I've read a blog entry
'How much variance comes from AI situations?' and my hair stood on end. Dear InsuredPlay owners, either you're deliberately hiding your knowledge of math, or you urgently need to learn the definition of variance (
wiki) -
the variance is equal to the mean of the square minus the square of the mean - and hire a mathematician, preferably a qualified risk manager. It's sad that Quad, a respected blogger, gave a wrong calculation too.
Also, your bubble insurance has a whopping collusion breach. If one of a gang of six players insures a series of 6-max SnGs but the other don't and flip stacks between each other to ensure that the first player finishes exactly in the third place all the time, and then the winnings are divided evenly, it's clear that IP loses lots of money (the team gets 5/6~0.83 BI from IP every time, out of which only 3/5=0.6 BI is spent on rake, in fact much less due to rakeback). The poker room will most likely deem it chip dumping and close the accounts, so I can't do this trick and am honestly sharing it with you, but think twice whether you should insure tourneys at all, especially if you don't have a security team.
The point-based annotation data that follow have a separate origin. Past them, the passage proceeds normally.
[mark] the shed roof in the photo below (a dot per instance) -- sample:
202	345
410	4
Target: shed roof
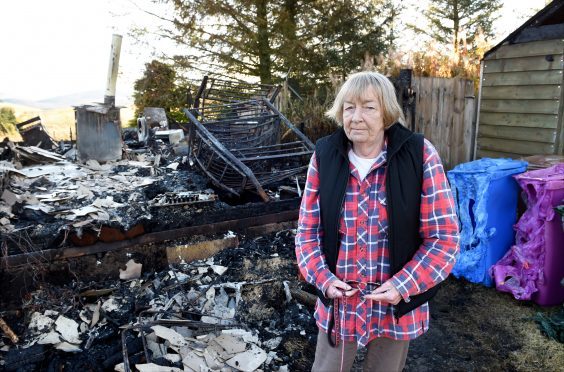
547	24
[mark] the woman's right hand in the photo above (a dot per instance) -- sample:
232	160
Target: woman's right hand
338	289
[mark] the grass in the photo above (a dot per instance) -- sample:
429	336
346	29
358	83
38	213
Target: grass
59	122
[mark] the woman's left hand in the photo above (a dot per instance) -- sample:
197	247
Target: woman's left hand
385	293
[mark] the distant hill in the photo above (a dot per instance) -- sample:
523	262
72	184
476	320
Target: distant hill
69	100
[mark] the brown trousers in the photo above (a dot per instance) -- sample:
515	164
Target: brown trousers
383	354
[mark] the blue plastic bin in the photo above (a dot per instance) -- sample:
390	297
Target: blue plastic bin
486	197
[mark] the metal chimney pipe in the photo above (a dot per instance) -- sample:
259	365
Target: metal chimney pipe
110	94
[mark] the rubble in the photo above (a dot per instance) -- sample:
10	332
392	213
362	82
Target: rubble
223	313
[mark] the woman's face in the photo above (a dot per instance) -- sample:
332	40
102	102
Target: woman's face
363	119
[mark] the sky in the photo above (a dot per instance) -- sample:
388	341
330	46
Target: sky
61	47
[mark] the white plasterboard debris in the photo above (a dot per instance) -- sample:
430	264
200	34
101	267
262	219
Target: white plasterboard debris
68	347
96	314
156	348
83	211
83	192
170	335
231	344
132	271
83	223
68	329
107	202
173	166
249	360
111	304
287	291
192	361
140	164
273	343
218	269
181	277
120	177
152	367
174	358
143	182
10	198
102	216
39	322
49	338
209	319
245	335
211	359
94	165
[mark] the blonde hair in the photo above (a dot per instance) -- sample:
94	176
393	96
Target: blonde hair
355	87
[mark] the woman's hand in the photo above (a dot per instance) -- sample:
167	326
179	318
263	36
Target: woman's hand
385	293
338	289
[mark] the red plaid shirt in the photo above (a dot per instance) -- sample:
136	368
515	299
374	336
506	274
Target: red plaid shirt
363	254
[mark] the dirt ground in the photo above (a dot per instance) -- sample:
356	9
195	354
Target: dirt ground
473	328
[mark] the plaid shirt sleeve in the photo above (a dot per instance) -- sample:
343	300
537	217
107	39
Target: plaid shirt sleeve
435	258
311	260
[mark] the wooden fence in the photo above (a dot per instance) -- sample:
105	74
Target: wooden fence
444	111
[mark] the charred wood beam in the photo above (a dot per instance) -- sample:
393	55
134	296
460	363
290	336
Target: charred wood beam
290	125
156	237
227	155
32	120
8	331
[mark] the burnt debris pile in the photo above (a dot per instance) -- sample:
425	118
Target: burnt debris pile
232	312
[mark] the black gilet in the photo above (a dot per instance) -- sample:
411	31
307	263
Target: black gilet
404	177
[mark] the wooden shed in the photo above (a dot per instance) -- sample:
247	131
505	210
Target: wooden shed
521	97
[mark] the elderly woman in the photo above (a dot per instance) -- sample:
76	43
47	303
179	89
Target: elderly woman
377	230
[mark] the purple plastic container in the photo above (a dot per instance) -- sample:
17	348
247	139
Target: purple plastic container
534	266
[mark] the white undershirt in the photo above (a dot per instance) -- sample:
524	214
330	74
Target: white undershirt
362	165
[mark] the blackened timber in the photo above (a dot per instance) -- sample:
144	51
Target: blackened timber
156	237
227	155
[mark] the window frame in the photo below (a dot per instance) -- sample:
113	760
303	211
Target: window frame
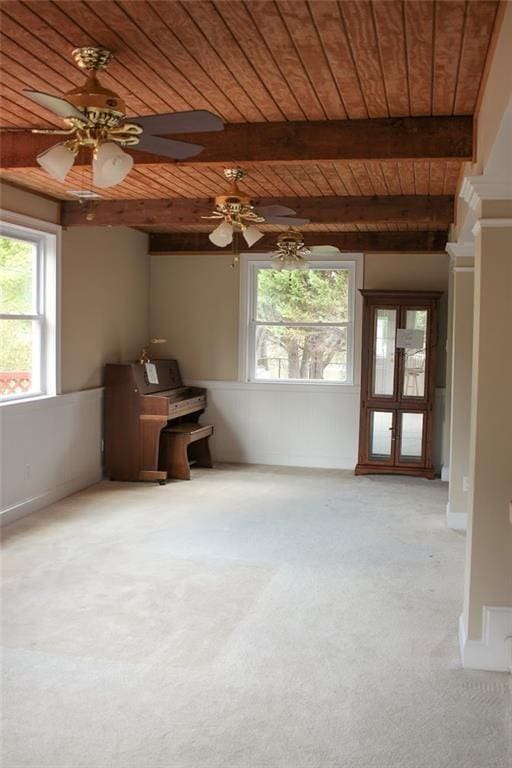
250	263
47	238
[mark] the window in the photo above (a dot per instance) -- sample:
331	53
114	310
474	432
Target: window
301	322
28	290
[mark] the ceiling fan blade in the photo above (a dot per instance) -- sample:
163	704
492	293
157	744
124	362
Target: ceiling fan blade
287	221
222	235
274	210
195	121
319	249
56	104
178	150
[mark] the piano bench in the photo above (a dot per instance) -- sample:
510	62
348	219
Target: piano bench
183	444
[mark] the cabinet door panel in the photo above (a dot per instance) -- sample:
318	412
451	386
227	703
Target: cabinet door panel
384	352
415	358
381	436
411	437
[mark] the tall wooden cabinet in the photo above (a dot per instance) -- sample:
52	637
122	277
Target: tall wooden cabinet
398	382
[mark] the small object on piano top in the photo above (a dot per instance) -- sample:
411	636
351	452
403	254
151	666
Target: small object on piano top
144	356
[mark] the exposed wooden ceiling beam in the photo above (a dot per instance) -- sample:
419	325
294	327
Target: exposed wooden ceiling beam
292	142
419	209
197	242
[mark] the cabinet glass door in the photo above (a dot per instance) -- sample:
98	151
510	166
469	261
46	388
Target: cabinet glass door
411	437
381	436
415	357
384	353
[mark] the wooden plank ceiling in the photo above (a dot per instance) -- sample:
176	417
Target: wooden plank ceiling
256	61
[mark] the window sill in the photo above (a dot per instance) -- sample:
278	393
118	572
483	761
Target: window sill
305	387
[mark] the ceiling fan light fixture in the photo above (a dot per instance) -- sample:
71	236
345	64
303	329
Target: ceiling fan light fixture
251	235
57	161
222	235
110	164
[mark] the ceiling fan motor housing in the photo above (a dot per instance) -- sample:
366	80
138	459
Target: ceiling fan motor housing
101	105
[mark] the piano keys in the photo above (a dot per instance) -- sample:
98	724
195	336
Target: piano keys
136	412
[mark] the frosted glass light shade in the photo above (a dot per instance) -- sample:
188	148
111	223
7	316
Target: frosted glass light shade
252	235
222	235
110	165
57	161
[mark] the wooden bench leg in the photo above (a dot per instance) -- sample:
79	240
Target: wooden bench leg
177	459
201	452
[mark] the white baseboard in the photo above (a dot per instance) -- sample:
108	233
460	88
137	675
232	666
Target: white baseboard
492	652
27	506
457	521
284	460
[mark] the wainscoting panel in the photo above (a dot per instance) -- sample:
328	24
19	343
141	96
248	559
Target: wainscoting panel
290	424
50	447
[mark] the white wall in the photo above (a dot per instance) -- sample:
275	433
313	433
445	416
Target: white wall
51	446
294	425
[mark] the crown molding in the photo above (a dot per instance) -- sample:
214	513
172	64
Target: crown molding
474	189
461	256
491	224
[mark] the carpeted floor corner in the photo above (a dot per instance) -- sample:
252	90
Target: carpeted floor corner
255	617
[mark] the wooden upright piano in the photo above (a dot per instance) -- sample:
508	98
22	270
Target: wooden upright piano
136	412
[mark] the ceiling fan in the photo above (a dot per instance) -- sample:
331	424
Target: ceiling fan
96	118
239	215
291	253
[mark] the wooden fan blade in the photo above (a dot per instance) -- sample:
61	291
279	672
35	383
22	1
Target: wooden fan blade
178	150
287	221
56	104
274	210
195	121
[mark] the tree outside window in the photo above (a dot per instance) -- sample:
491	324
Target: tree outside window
301	326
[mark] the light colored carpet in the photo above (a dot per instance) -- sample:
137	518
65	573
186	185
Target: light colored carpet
255	617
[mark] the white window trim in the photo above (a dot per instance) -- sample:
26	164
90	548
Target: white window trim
251	261
49	235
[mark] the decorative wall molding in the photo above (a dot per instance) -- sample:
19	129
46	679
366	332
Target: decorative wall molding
491	652
302	425
474	189
463	250
491	224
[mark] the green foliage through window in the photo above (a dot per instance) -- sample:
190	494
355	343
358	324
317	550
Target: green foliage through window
301	324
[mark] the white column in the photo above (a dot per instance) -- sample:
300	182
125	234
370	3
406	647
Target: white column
445	468
461	263
486	623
Even an honest player can theoretically gain advantage because bubble insurance creates a new, flatter, prize structure for him and he can apply a (tighter) unexploitable strategy tailored to the new structure, while his opponents unaware of IP will use strategies that are close to unexploitable in terms of the original uninsured structure, but exploitable in terms of the new insured structure. All the players will win because they'll de facto play different tourneys, hence only IP will lose.
Such loopholes of course exist in almost any insurance policies but I want to stress that you can't do without checking reliability of signups thoroughly like poker backers and usual insurance companies do.